Geçen ay “Eğitim Siyaseti Nedir?” konulu 3. Eğitim Forumu’muz çok değerli ulusal ve uluslararası katılımcıların ışığında gerçekleşti. Eğitim ve siyaset ilişkisinin irdelendiği forumda, Türkiye’de ve dünyada eğitim politikalarını mevcut durumda olmasının sebepleri, eğitimin ve eğitim politikalarının şirket gibi yönetilmesinin arkasında yatanlar sorgulandı. Bu alt başlıkların içerisinde en dikkat çeken soru ise, eğitimin bir devlet politikası mı yoksa siyasilerin kendi dünya görüşlerinin bir yansıması mı olduğuydu.
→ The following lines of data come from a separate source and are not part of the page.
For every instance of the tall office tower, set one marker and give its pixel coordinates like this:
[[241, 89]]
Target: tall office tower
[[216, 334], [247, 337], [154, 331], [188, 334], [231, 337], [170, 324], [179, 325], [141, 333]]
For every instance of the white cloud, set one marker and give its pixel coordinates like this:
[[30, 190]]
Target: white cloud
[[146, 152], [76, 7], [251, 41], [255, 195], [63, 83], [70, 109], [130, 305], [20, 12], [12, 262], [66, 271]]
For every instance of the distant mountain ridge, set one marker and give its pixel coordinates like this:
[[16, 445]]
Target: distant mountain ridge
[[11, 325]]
Halk arasında ‘felsefe yapma evladım’ söylemlerini, politikacıların ‘biz her şeyin doğrusunu biliriz’ tavrını ve ‘teoriyle pratik birbirini tutmaz’ savunmalarını bir kenara bırakırsak; bu yazı ‘doğru eğitim sistemine’ götürecek yolu tarif etmese de, ‘doğru eğitim politikasını’ nasıl bir bilinçle yapılması gerektiğine dair ipuçları verecek. Klasikleşen ama felsefenin özünü hatırlatan ve ister istemez içimizdeki felsefe algısını da tüm çıplaklığıyla ortaya çıkaran ‘neye göre, kime göre doğru eğitim politikası’ diye sorabilirsiniz. Ancak; eğer ‘doğru’ olmasaydı yıllardır hepimiz bunun arayışında olmazdık sanırım.
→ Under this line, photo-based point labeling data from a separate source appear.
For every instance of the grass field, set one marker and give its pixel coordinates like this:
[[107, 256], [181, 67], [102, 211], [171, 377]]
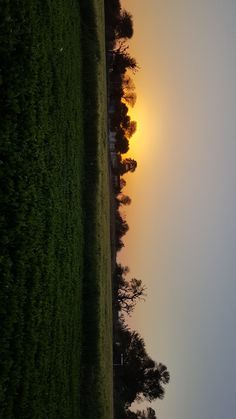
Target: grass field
[[55, 292]]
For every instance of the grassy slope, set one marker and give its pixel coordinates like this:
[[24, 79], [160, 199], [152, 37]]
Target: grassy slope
[[41, 230], [97, 359]]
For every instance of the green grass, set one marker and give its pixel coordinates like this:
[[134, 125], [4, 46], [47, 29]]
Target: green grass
[[55, 291]]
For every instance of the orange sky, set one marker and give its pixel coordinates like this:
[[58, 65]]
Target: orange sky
[[182, 220]]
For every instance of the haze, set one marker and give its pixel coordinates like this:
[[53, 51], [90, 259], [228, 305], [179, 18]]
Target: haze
[[182, 239]]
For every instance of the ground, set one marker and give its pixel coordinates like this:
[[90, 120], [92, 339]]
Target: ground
[[55, 295]]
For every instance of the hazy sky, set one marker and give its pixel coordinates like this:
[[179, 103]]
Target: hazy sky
[[182, 239]]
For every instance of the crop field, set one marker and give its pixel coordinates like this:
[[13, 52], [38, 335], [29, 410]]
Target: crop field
[[55, 291]]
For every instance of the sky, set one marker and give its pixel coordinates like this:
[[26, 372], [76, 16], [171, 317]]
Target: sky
[[182, 237]]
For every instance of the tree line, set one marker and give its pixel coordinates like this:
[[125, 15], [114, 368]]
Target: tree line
[[137, 376]]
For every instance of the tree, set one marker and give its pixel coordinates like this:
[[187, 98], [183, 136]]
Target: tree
[[141, 414], [131, 129], [124, 199], [129, 94], [127, 165], [129, 293], [124, 61], [143, 378], [124, 26]]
Eğitim politikası, ne zaman ‘doğru eğitim politikası’ olmaktan vazgeçti ya da özü, olanı aramak ve anlamak olan felsefe, eğitim sistemimizin belirlenmesi sürecinden ne zaman çıktı ve her aşamada siyasallaştı? Peki, biz ne zamandır kendimizi ‘eğitimin iyisini’ aramaktan sıyırıp ‘siyasetin iyisine’ adar olduk? Yasalar yıkıp yasalar çıkarırken, neden felsefi bir ‘iyinin’ peşinden gitmiyoruz? Nedeni şu, geleneksel siyaset anlayışımız 2500 yıl önce öyle bir değişti ki ne biz ‘sıradan’ insanlar ne de ‘filozoflar’ bu durumu değiştiremedik.
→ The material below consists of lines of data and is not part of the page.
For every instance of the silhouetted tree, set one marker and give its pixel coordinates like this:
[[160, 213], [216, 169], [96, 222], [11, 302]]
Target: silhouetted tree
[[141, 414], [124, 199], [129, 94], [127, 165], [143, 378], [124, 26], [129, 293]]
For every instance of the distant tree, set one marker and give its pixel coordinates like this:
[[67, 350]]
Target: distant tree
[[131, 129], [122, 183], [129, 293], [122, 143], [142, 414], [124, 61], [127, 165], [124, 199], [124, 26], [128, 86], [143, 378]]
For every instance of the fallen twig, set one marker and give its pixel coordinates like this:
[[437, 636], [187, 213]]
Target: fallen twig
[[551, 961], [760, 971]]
Hakikaten Sokrates Niye Öldü? 1

Antik dönem, bilindiği üzere modern düşünce tarihinin temel dayanak noktasını oluşturmaktadır. Güçlü polis devletlerin altında, dünyayı anlamaya, içerdiği gerçekleri algılamaya, vatandaşlık ve devlet gibi toplumsal kurumların oluşturulması ve irdelenmesi gibi uğraşların önem kazandığı ve felsefi olarak sorgulandığı bir dönemdi. Belki de bu nedenledir ki Atinalılar, siyasete ve siyasal alana bakışları nedeniyle, kendilerine referansla tanımladıkları ‘barbarlardan’ daha ‘farklı’ ve hatta daha ‘üstün’ olduklarını savunabildiler. Siyasi meseleleri dayatmadan, konuşma formunda yapabildikleri için kendileri ile gurur duyuyor ve retoriği, yani ikna etme sanatını, en yüksek ve siyaset sanatı olarak addediyorlardı. Peki, nasıl oldu da Atinalılar ve akabinde Yunanlar felsefeyi tehlikeli bir uğraş olarak gördüler?

Felsefe ve siyaset, Sokrates’in yargılanması ve mahkum edilmesiyle birlikte birbirinden, tamamen ‘zıt’ iki alan olarak ayrıldı. Bizim geleneksel siyasal düşünce kalıplarımız ise hem Sokrates’in cezalandırılmasına hem de Platon’un polis hayatını ve Sokrates’in öğretilerini sorgulamaya başlamasıyla şekillendi. Polis tarafından öğretim biçimi, yani metodolojisi sorgulanan Sokrates, masumiyet ve erdemlerini savunmak için jüriyi (tercihen)ikna etmediği ve (koşulsal olarak) edemediği için, Platon’u da bu yöntem üzerine düşünmeye sevk etti.

Jüri ve halkın karşısında savunmasını yapana Sokrates’in ana odağı, bütün şehrin iyisiydi. Bu niyetini arkadaşlarına, kaçmaktansa siyasi nedenlerle ölüm cezası çekmesinin gerektiğini söyleyerek açıkladı. Fakat bu tutumu, ne arkadaşları ne de jüri tarafından anlamlandırılamadı. Diğer bir değişle, Atina’nın filozofa, arkadaşlarının ise siyasal argümanlara ihtiyacı yoktu.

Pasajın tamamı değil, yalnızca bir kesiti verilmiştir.